The information contained in Piad's letter calls for no action by the Department. From an information viewpoint, the makeup of Varona's approved civilian-military junta is interesting, since it reveals for the first time willingness on the part of the Prio forces to join with the Castro-Ortodoxo movement in setting up a provisional government.

Presumably, this junta would not come into existence until an armed forces coup had unseated Batista in lieu of a Castro-directed movement headed by a general strike.

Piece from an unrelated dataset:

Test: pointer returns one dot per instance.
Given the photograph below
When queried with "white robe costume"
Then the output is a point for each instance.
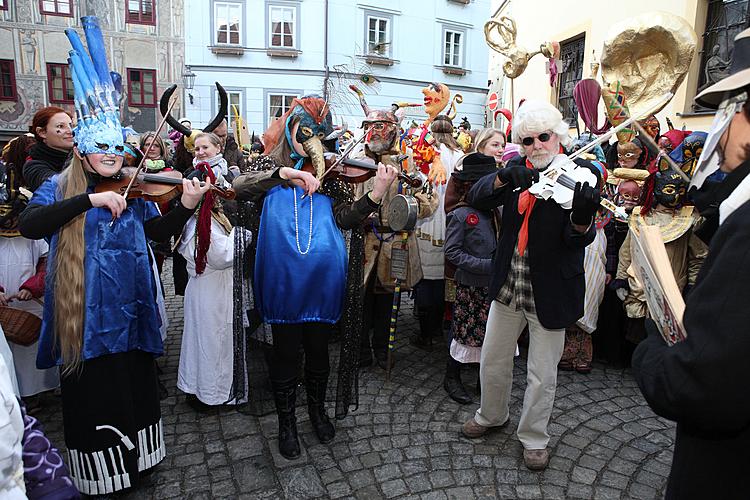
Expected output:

Either type of attempt would result in bloodshed but the Castro plan would be likely to result in much more killing of civilians than a military coup. If Batista is sincere in setting up an honest election and can induce the opposition to meet with him to lay the groundwork for such an election in November, our policies would best be served by seeing this course followed. If it is too late to carry out this course of action, and Batista were overthrown, the least objectionable method in our view would be by a military coup followed by the establishment of a civilian or civilian-military junta, which in turn would name a provisional president, preferably along Constitutional lines. The suggested list of members of a civilian-military junta is a good one and this or one similar including possibly a labor representative might be named if Castro were unsuccessful in imposing his plan of installing a Government controlled entirely by his forces. It is possible that if Batista fell, some of Castro's support would abandon him for a junta type government, provided, of course, that the military showed signs of sticking together once the Batista followers were purged. One element in favor of this development would be fear by the military leaders of Castro's control of the armed forces.'

End Secret

NOTES:

1. Source: Department of State, Central Files, 737.00/3-2458. Official Use Only and Secret. Drafted by Stewart and sent through Wieland. Initialed by Wieland and Snow.

2. A copy of the letter was attached to the source text, but is not printed.

3. Wieland wrote the following comment at the end of the memorandum: "It is true that a junta might have some value in cushioning the impact of violence if Batista should be overthrown. It is a mechanism foreign to Cuban tradition, however, and unless it operated with greater statesmanship and skill than now seems likely, it will probably induce a continued or renewed revolutionary period after a short provisional reign."